Anti-Joey social media accounts might appear.

I see more of this than I prefer to admit.

I once had a person in this business at a sports broadcasting camp tell me I'd make a good game show host. I've never forgotten it. It was his way of saying I wasn't going to be a successful play-by-play announcer.

Like anything else, it's about survival. I've done just fine.

I wish this could be a happy story and I've tried to build this in such a way that Joey doesn't get ripped truly by name.

Because we all know a Joey. A Joey is not about quality, but about masking their drawbacks, not matter how gargantuan.

Nate said what many want to say.

Don't be a Joey.

Mike Francesa stepped down again today at WFAN.

I realize how many people detest him.

I'm not here to debate about him, but I am here to say what he's meant to me.

I'm a better talk show host because of Mike and Chris Russo. I'm better because of all of those days when they guided me through sports debates that infuriated me. But they also taught me that slow days were ripe for movie discussions or history or whatever extemporaneous stuff they had.

They taught me that a format wasn't necessary.

They helped walk me through the Gulf War and Sep 11.

Their split ripped me.
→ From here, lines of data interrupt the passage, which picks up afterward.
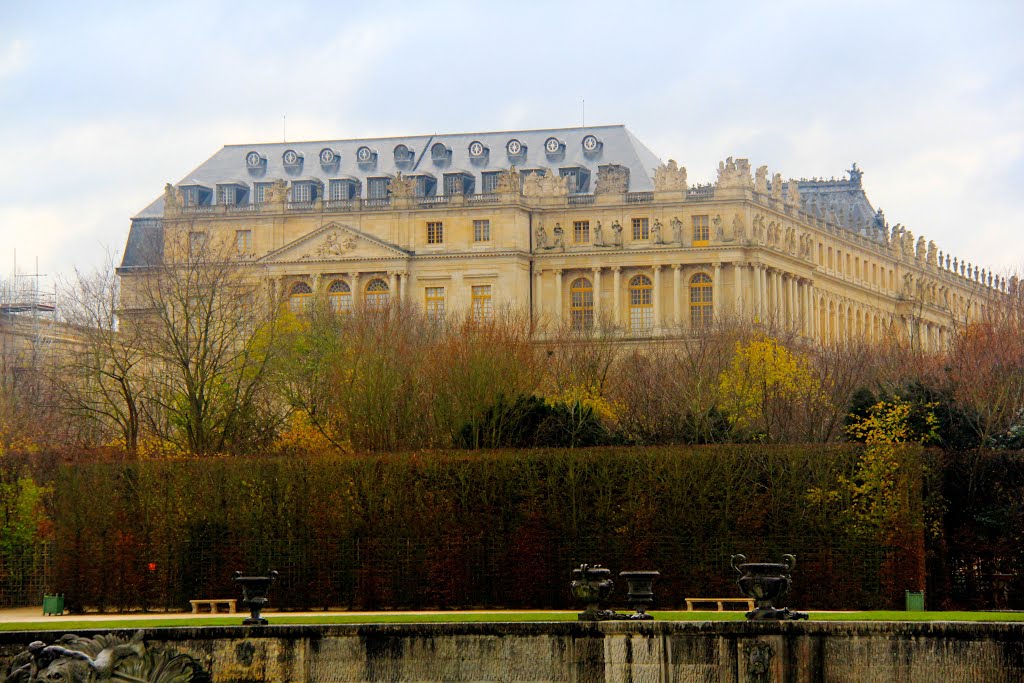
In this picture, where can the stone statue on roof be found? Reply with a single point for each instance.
(761, 180)
(855, 173)
(776, 186)
(670, 177)
(734, 174)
Then Mike left for the first time.

Then he came back.

And now he's gone again.

I get all of the criticisms of him, and they're valid.

But when I think about the list of people who have impacted me -- even mentored me -- in broadcasting, I think about Scully and Imus and Shannon and Lundy and Ingram and Messer.

And others.

And Russo.

And Francesa.

Goodnight the lights, ughhhhk?

I think the public address announcing gig went well tonight.
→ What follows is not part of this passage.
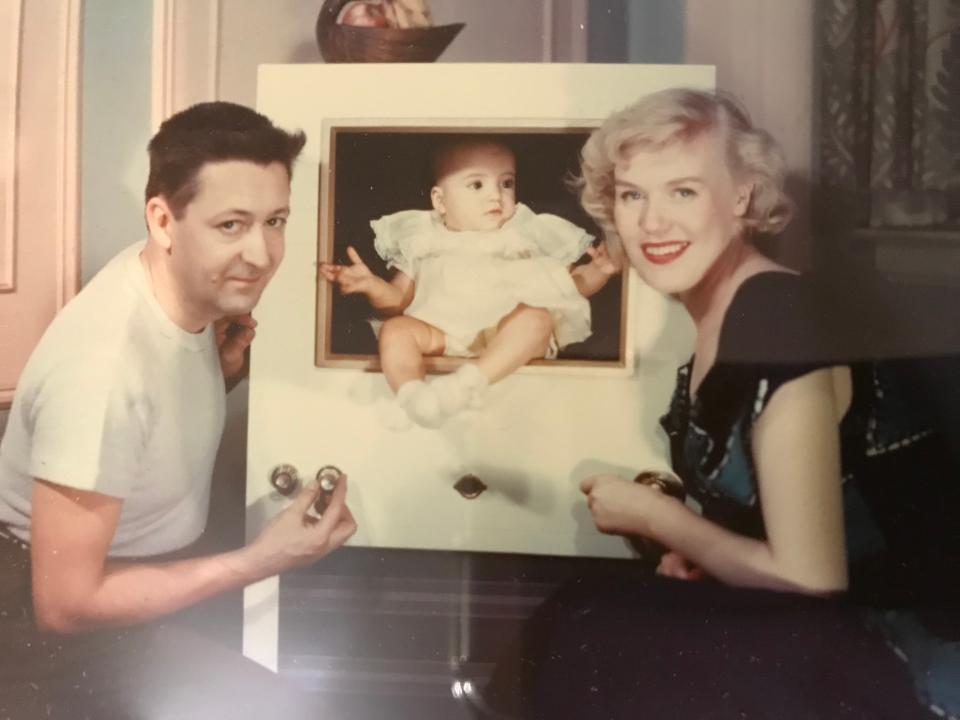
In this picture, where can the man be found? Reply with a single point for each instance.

Sadly, for Mahopac, the Indians lost to Horace Greeley. It wasn't close. But I'm planning to call Mahopac in their annual Hockey Fights Cancer game next Friday against rival Carmel. We might do the same the following Friday. I'm thrilled to have Harold join me for the call.

As for the PA, in the cramped quarters of Brewster, I played music and announced professionally. Not growling, screaming, or shtick.

You see, that's where Joey might be great.